I usually look forward to waking up every morning. My family is still asleep. I make a cup of coffee, put on my headphones, and write. But I wasn't looking forward to mornings over the last week while I was working on this and tomorrow’s essays. It took me to a dark place where I did not want to go.
I was not planning to write much on this subject. But then a week ago, a client called me. He was very upset, almost panicking, not about his portfolio but about his son being subjected to antisemitism at Cornell University. My heart was already filled with anger and sadness. This call and then reading the news about the state of the US campuses have triggered flashbacks (which I tried so hard to suppress) of experiencing antisemitism in college in Soviet Russia. I could not sit still; I felt that it was my duty to stand up for what I believe and put my thoughts on paper.

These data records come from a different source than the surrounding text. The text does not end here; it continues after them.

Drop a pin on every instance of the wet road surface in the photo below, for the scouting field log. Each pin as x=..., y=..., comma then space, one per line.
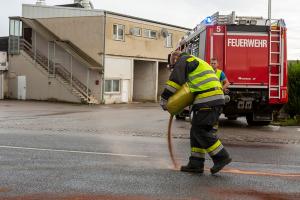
x=58, y=151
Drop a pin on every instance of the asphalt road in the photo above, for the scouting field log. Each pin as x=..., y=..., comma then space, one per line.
x=52, y=161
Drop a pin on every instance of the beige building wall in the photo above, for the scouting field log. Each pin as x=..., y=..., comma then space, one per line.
x=39, y=87
x=119, y=68
x=139, y=47
x=58, y=55
x=86, y=32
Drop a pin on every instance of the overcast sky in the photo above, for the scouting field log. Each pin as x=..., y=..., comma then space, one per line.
x=186, y=13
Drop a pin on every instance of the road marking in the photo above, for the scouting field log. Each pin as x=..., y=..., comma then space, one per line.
x=68, y=151
x=258, y=173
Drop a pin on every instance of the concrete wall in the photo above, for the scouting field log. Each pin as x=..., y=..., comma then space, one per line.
x=3, y=85
x=120, y=69
x=39, y=87
x=139, y=47
x=71, y=64
x=87, y=33
x=145, y=80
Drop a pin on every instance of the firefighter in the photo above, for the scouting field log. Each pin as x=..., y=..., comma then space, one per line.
x=220, y=74
x=207, y=106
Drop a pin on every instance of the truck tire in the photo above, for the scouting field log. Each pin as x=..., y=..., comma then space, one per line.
x=250, y=121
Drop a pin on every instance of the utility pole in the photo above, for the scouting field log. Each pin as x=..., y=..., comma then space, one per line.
x=269, y=9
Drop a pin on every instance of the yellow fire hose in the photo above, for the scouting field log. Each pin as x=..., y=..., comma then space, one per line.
x=170, y=145
x=175, y=105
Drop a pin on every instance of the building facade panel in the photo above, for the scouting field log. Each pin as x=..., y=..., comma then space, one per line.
x=118, y=69
x=87, y=33
x=143, y=46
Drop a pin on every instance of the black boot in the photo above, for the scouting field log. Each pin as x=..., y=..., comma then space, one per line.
x=220, y=161
x=195, y=165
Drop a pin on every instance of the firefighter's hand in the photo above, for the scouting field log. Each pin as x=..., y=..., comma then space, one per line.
x=163, y=104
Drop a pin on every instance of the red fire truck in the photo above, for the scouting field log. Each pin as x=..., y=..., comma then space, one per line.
x=252, y=53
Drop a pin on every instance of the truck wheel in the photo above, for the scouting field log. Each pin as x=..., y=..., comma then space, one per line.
x=250, y=121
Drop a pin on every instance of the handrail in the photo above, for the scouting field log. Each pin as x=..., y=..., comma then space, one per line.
x=57, y=69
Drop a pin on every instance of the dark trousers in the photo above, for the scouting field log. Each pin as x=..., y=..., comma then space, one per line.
x=203, y=135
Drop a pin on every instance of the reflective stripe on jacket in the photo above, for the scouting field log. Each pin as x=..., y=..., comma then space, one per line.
x=218, y=73
x=204, y=82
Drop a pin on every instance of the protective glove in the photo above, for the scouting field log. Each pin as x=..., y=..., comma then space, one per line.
x=163, y=104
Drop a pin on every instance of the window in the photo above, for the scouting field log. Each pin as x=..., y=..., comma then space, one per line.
x=15, y=28
x=150, y=34
x=136, y=31
x=112, y=86
x=118, y=32
x=168, y=41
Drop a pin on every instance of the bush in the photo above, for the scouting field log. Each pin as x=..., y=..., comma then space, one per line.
x=293, y=106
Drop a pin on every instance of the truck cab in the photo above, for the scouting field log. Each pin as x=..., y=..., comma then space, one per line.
x=252, y=53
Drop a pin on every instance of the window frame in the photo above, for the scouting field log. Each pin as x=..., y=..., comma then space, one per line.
x=115, y=36
x=140, y=35
x=149, y=33
x=112, y=86
x=171, y=41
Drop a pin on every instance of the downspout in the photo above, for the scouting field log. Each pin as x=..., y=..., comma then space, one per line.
x=103, y=59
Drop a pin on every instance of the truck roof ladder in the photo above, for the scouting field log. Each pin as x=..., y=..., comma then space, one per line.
x=276, y=58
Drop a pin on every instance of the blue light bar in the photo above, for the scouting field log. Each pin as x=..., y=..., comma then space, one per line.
x=208, y=20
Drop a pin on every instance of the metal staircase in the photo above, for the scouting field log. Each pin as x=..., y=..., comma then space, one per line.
x=60, y=73
x=276, y=57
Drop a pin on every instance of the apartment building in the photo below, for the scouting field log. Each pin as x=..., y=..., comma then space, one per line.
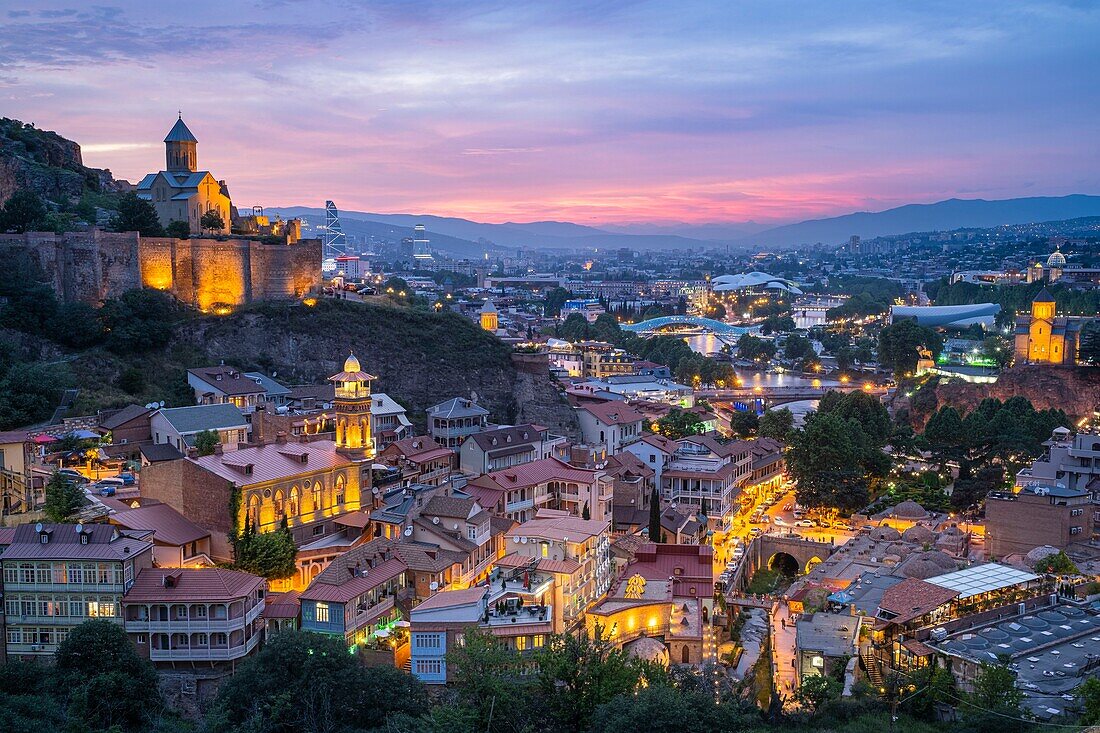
x=57, y=576
x=206, y=616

Tomorrow, I’ll send you additional thoughts on this topic. Then next week I will revert to my more traditional essays, and I’ll share my thoughts on AI.
If this or tomorrow’s essays are not your cup of tea, you can catch up on my thoughts on the economy, China, oil, the unions, and “art or craft.”
With your help, we have raised close to $220,000 (across multiple charities) to help Israel cope with the Hamas atrocities.
The offer still stands: If you donate $100 or more to one of these charities, we’ll be delighted to mail you a signed copy of one of my books - Soul in the Game: The Art of a Meaningful Life or The Little Book of Sideway Markets. Donate $200 or more and we’ll send you both. (Email receipt to Barbara at pa@imausa.com and indicate which book you’d like to receive. We can mail in the US only).
By the way, holidays are coming. Donate to these charities, and we can mail signed books directly to your friends as holiday gifts. Everybody wins!
Israel is Not Hamas’ Final Solution
Article available in Spanish here.
In 2011, my then 10-year-old son Jonah and I visited the Holocaust Museum in Washington, DC.
The two-story room with the wall of photos brought tears to my eyes. Hundreds of family pictures and portraits from a small Lithuanian town that was home to 4,000 Jews for nine centuries. These people looked like my relatives. A young man in his thirties looked just like my uncle at that age, a 15-year-old kid looked like Jonah in five years, a Hassidic man almost exactly resembled my cousin who is a rabbi in Rego Park, Queens, and so on. The Nazis killed every single Jew in that town, in two days. Nine centuries of history and tradition were wiped from the face of the Earth in just two days!
Jewish history is littered with senseless and gut-wrenching pogroms (massacres) like this. For centuries Jews were killed for no other reason than they were Jews, had their own different religion, and their own different customs and traditions. In a sense, the Nazis simply continued the long history of pogroms, though on vastly larger, industrial scale.
After World War II, a miracle happened – the Jews got their own state. Unfortunately, it was in a hostile neighborhood. Israel, a tiny nation of musicians and scientists who have given so much to this world, was surrounded by twenty Arab countries, which normally could not stand each other but which could finally agree on something – they wanted Israel gone, for no other reason than that they hated Jews.
Jews, now Israelis, had to put down their violins and pens and learn how to defend their country from its neighbors, who attacked it on the day it was born and have kept trying to erase it from the map since. “Jews”, as Golda Meir said, “had a secret weapon: They had nowhere to go.” Against the odds, each time Israel was attacked (and it was never the attacker), it prevailed.
When I left the Holocaust Museum, I felt incredible sadness but also relief. Relief that my kids and future generations would never have to experience anything like this again. Yes, the words never again have a special meaning to Jews. Never again are we going to be weak and to be slaughtered because we are different.
But then came October 7th. Hamas, with sadistic creativity that made the Nazis look like amateurs, in just a few hours slaughtered 1,500 Jewish civilians. The Nazis tried hard to hide their atrocities. Not Hamas; jihadists celebrated theirs, live-streaming their sadism for the world to see. If only they loved life as much as they loved death, and had used their creativity to bring light instead of darkness, Gaza would have been another gem in the Middle East.
In chess, there is a concept called a "forced move," where a king, when in check (attacked by an opponent's piece), is left with no alternative moves and is forced to make a single, predictable move.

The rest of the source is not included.